How can I get an invoking lambda to run a cloud custodian policy in multiple different accounts on one run?

660 Views Asked by At

I have multiple c7n-org policies to be run in all regions in a list of accounts. Locally I can do this easily with the c7n-org run -c accounts.yml -s out --region all -u cost-control.yml.

The goal is to have an aws lambda function running this daily on all accounts like this. Currently I have a child lambda function for each policy in cost-control.yml and an invoker lambda function that loops through each function and calls it passing it the appropriate arn role to assume and region each time. Because I am calling the child functions for all accounts and all regions, the child functions are called over and over with different parameters to parse.

To get the regions to change each time I needed to remove an if statement in the SDK in handler.py (line 144) that is caching the config files so that it reads the new config w the parameters in subsequent invocations.

    # one time initialization for cold starts.
    global policy_config, policy_data
    if policy_config is None:
        with open(file) as f:
            policy_data = json.load(f)
        policy_config = init_config(policy_data)
        load_resources(StructureParser().get_resource_types(policy_data))

I removed the "if policy_config is None:" line and modified the filename to a new config file that I wrote to tmp within the custodian_policy.py lambda code which is the config with the parameters for this invocation.

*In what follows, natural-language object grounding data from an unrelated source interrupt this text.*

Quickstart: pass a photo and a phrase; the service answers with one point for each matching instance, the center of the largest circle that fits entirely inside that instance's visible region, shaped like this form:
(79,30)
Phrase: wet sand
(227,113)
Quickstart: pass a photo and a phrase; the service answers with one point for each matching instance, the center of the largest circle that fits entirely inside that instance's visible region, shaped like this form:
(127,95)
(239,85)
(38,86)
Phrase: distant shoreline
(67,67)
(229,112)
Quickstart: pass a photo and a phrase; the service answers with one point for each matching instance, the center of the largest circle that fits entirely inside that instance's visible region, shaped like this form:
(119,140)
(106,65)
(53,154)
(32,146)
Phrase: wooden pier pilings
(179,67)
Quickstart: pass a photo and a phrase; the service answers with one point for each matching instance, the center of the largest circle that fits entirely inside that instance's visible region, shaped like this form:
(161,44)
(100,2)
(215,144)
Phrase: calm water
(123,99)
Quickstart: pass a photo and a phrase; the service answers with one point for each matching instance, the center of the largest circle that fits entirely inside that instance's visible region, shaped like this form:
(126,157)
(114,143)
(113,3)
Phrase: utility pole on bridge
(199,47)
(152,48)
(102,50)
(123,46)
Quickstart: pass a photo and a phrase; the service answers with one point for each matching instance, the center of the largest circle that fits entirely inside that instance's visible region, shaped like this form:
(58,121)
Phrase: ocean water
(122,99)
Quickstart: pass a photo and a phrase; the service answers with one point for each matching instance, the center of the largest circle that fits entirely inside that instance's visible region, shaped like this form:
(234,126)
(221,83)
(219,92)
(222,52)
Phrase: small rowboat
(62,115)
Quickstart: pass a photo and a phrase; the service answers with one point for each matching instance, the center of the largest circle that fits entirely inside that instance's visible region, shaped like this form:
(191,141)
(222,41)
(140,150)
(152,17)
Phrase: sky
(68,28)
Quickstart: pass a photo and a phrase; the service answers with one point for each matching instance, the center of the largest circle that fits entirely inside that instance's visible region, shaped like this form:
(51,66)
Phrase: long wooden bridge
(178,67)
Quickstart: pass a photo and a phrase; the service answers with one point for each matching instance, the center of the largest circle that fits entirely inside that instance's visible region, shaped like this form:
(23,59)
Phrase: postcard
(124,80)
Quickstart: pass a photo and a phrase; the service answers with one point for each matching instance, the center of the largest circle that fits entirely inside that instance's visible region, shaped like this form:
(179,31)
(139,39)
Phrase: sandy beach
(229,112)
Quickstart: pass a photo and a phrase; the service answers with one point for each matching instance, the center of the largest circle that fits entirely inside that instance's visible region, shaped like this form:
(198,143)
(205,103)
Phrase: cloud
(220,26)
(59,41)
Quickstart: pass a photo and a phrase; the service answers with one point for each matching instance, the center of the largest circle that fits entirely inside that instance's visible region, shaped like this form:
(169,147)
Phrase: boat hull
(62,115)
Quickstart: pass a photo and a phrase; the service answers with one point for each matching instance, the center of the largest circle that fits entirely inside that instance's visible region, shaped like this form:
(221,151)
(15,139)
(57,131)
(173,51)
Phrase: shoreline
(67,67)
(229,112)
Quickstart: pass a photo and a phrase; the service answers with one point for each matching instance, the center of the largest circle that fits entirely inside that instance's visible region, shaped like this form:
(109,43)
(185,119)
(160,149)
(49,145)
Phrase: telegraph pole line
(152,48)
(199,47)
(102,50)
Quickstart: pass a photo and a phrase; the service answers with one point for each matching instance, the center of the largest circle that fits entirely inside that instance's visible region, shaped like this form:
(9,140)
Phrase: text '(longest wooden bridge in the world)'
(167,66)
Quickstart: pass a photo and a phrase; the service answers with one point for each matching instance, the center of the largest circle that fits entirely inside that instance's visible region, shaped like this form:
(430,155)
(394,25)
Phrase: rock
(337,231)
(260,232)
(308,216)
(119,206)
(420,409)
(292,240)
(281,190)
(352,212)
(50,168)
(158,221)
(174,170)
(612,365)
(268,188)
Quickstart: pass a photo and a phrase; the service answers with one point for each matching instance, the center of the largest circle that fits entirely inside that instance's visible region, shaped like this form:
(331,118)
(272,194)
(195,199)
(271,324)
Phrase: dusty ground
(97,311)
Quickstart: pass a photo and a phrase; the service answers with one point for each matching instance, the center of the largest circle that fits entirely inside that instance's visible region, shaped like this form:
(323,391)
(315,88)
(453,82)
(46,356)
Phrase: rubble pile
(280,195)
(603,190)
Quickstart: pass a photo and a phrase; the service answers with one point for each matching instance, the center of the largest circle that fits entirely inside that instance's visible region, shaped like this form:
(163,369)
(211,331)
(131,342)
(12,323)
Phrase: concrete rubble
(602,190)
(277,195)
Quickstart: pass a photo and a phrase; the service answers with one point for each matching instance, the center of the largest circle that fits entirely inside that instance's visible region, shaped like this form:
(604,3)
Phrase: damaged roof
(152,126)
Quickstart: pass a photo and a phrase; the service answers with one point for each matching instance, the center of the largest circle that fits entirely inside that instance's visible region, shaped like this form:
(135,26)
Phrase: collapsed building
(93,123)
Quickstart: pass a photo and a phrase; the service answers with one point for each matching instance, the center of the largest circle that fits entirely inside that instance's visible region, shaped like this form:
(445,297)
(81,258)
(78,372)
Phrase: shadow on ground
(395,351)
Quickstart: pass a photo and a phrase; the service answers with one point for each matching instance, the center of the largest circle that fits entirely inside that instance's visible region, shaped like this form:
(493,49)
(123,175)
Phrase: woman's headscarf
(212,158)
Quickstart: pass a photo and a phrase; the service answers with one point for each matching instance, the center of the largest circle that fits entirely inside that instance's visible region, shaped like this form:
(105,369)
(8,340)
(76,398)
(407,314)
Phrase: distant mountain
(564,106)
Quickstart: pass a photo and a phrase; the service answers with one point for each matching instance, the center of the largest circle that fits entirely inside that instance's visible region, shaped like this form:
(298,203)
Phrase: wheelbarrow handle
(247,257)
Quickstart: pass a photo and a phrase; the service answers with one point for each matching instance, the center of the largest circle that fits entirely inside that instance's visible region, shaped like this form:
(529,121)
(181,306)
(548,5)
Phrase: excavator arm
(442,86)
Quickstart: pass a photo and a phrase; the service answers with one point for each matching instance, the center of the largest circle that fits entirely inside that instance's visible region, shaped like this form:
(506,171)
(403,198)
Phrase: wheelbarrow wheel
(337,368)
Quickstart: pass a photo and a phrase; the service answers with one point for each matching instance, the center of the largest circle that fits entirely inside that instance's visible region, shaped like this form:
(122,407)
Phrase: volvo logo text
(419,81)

In the log streams for each invocation of the child lambdas the accounts are not assumed properly. The regions are changing properly and cloud custodian is calling the policy on the different regions but it is keeping the initial account from the first invocation. Each log stream shows the lambda assuming the role of the first called parameters from the invoker and then not changing the role in the next calls though it is receiving the correct parameters.

I've tried changing the cloud custodian SDK code in handler.py init_config() to try to force it to change the account_id each time. I know I shouldn't be changing the SDK code though and there is probably a way to do this properly using the policies.

I've thought about trying the fargate route which would be more like running it locally but I'm not sure if I would come across this issue there too.

Could anyone give me some pointers on how to get cloud custodian to assume roles on many different lambda invocations?

1

There are 1 best solutions below

1
On BEST ANSWER

I found the answer in local_session function in utils.py of the c7n SDK. It was caching the session info for up to 45 minutes which is why it was reusing the old account info each lambda invocation within each log stream.

By commenting out lines 324 and 325, I forced c7n to create a new session each time with the passed in account parameter. The new function should look like this:

def local_session(factory, region=None):
  """Cache a session thread local for up to 45m"""
  factory_region = getattr(factory, 'region', 'global')
  if region:
      factory_region = region
  s = getattr(CONN_CACHE, factory_region, {}).get('session')
  t = getattr(CONN_CACHE, factory_region, {}).get('time')

  n = time.time()
  # if s is not None and t + (60 * 45) > n:
  #     return s
  s = factory()

  setattr(CONN_CACHE, factory_region, {'session': s, 'time': n})
  return s